Research Article
Benjamin Wolk
Abstract
Advanced engines can achieve higher efficiencies and reduced emissions by operating in regimes with diluted fuel-air mixtures and higher compression ratios, but the range of stable engine operation is constrained by combustion initiation and flame propagation when dilution levels are high. An advanced ignition technology that reliably extends the operating range of internal combustion engines will aid practical implementation of nextgeneration high-efficiency engines. The microwave-assisted spark plug under development by Imagineering, Inc. of Japan has previously been shown to expand the stable operating range of gasoline-fueled engines through plasmaassisted combustion, but the factors limiting its operation were not well characterized.
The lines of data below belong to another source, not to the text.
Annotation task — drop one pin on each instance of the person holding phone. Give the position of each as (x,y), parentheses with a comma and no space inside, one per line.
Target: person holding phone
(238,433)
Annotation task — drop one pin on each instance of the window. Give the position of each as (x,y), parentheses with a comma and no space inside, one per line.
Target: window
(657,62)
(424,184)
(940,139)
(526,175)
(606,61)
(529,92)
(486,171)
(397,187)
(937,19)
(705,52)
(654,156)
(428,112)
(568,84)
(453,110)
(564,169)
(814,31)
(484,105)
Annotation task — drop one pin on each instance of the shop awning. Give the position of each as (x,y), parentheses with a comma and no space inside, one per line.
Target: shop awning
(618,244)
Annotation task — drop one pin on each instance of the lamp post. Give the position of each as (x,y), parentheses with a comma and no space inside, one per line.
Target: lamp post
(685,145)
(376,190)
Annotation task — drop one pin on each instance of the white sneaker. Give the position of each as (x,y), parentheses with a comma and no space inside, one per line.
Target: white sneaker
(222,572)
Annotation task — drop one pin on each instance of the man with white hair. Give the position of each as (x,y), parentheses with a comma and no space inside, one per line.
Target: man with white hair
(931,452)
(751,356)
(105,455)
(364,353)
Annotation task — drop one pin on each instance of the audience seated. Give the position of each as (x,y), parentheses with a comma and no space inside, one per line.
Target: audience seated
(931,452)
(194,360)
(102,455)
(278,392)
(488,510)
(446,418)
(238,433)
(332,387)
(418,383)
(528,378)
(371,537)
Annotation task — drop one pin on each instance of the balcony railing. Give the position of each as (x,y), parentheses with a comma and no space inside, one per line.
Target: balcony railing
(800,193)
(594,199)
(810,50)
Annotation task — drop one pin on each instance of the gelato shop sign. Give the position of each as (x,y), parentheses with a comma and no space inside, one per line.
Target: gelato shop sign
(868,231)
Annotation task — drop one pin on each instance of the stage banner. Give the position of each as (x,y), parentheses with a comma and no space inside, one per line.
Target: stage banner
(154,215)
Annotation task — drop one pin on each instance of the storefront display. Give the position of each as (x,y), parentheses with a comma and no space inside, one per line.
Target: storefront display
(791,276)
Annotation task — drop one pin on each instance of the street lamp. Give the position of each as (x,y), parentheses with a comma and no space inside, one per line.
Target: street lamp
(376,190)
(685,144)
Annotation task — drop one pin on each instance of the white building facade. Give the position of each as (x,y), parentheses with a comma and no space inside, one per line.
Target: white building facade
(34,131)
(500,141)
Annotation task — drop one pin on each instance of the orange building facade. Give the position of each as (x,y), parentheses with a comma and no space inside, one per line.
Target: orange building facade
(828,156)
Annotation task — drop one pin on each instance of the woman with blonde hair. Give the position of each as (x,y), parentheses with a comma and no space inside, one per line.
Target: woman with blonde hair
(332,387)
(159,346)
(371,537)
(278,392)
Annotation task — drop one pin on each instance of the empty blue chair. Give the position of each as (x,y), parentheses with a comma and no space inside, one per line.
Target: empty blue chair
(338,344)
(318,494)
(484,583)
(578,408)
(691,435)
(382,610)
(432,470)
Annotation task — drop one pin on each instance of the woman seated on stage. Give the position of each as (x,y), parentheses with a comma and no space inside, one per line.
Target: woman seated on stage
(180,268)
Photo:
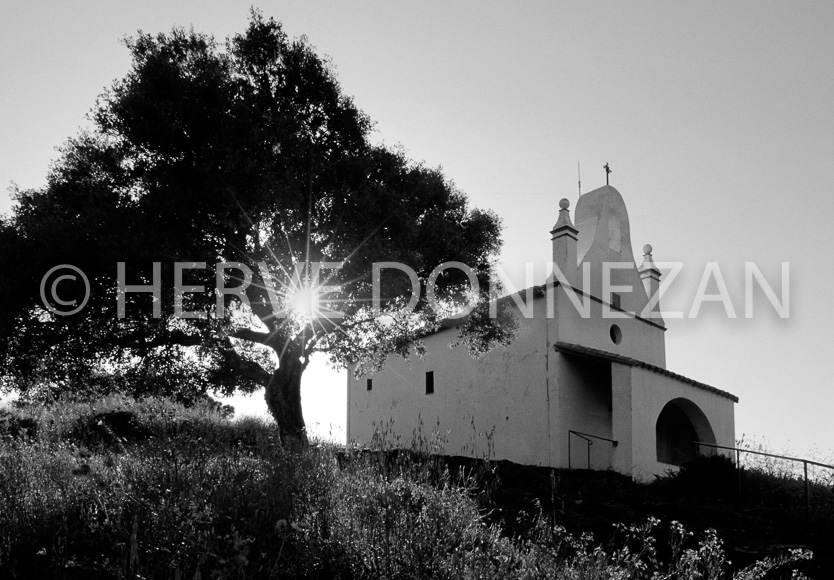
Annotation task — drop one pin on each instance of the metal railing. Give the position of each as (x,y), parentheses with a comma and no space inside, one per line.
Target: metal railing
(588,438)
(805,463)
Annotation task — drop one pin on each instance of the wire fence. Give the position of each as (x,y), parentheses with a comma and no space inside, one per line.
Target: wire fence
(801,474)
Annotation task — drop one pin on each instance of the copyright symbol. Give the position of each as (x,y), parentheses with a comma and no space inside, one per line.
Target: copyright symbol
(60,305)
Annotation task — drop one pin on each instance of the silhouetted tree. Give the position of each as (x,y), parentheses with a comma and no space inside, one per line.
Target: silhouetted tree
(247,153)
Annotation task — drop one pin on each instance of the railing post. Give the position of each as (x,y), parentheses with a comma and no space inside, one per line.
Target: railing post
(569,434)
(589,453)
(807,499)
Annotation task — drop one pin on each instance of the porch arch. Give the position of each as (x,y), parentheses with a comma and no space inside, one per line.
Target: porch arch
(679,424)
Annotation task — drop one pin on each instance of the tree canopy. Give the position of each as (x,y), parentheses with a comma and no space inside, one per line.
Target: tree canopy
(249,155)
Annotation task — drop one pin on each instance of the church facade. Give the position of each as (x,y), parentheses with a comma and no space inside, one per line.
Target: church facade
(584,384)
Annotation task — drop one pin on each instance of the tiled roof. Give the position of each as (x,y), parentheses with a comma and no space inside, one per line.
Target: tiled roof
(589,352)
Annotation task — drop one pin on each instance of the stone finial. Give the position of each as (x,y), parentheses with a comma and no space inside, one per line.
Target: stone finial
(564,237)
(564,219)
(650,275)
(648,264)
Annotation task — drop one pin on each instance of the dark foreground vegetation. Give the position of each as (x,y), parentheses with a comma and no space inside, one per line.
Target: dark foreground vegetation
(148,489)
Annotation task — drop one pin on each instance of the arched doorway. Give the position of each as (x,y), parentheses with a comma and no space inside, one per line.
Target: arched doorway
(679,425)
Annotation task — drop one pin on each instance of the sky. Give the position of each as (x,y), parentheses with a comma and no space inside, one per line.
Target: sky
(715,118)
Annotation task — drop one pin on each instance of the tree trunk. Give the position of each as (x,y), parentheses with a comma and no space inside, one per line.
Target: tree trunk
(283,398)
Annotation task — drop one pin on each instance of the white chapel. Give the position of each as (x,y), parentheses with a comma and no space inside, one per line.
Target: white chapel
(584,384)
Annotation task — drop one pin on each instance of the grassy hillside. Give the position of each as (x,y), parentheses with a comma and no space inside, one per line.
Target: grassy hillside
(147,489)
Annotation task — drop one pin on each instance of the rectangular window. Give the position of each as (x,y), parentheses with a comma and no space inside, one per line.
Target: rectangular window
(429,382)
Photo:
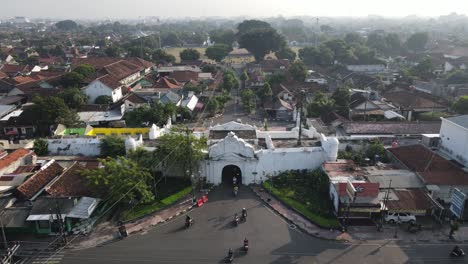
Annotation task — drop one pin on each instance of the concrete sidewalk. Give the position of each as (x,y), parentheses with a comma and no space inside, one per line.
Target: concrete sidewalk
(107,232)
(361,233)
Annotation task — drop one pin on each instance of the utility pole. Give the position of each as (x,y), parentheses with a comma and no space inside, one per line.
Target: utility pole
(190,173)
(5,242)
(301,102)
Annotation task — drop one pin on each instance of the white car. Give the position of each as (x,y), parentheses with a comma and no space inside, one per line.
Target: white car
(400,217)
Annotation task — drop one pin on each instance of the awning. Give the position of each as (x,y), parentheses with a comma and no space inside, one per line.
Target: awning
(392,114)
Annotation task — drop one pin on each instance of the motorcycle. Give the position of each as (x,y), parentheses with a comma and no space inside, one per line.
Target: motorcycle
(457,252)
(188,223)
(230,257)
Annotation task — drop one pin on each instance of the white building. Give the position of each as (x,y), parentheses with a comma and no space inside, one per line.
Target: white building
(454,138)
(235,151)
(103,86)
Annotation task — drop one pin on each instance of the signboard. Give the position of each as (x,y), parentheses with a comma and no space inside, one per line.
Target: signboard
(458,203)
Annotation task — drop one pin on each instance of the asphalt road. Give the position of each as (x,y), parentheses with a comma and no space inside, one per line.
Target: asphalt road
(272,240)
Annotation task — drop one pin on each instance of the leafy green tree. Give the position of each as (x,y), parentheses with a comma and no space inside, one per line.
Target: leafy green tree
(424,69)
(298,71)
(417,41)
(461,105)
(218,52)
(41,147)
(210,68)
(342,97)
(73,97)
(261,42)
(66,25)
(190,54)
(248,100)
(249,25)
(174,149)
(112,146)
(286,53)
(160,55)
(220,36)
(85,70)
(113,51)
(72,79)
(457,77)
(103,99)
(212,107)
(265,92)
(122,180)
(244,77)
(321,105)
(229,81)
(50,111)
The present experimental study has two main goals: (1) to investigate the capability of the microwave-assisted spark plug towards expanding the stable operating range of wet-ethanol-fueled engines, and (2) to examine the factors affecting the extent to which microwaves enhance ignition processes. The stability range is investigated by examining the coefficient of variation of indicated mean effective pressure as a metric for instability, and indicated specific ethanol consumption as a metric for efficiency. Engine efficiency improved when the engine was run at slightly-lean air-fuel ratios, with the onset of instability eventually eliminating efficiency gains associated with lean-burn when mixtures become too dilute. Microwave-assisted ignition reduced dilution-triggered instability, improving efficiency compared to unstable spark-only operation at ultra-lean conditions. Microwave-assisted spark also promotes faster average early flame kernel development when un-enhanced flame kernel development is sufficiently slow. Correlations between microwave-assisted flame development enhancement and calculated in-cylinder parameters suggest a relation between enhancement and the amount of energy deposited into the flame kernel, but scatter prevented derivation of a unifying empirical correlation governing all tested cases.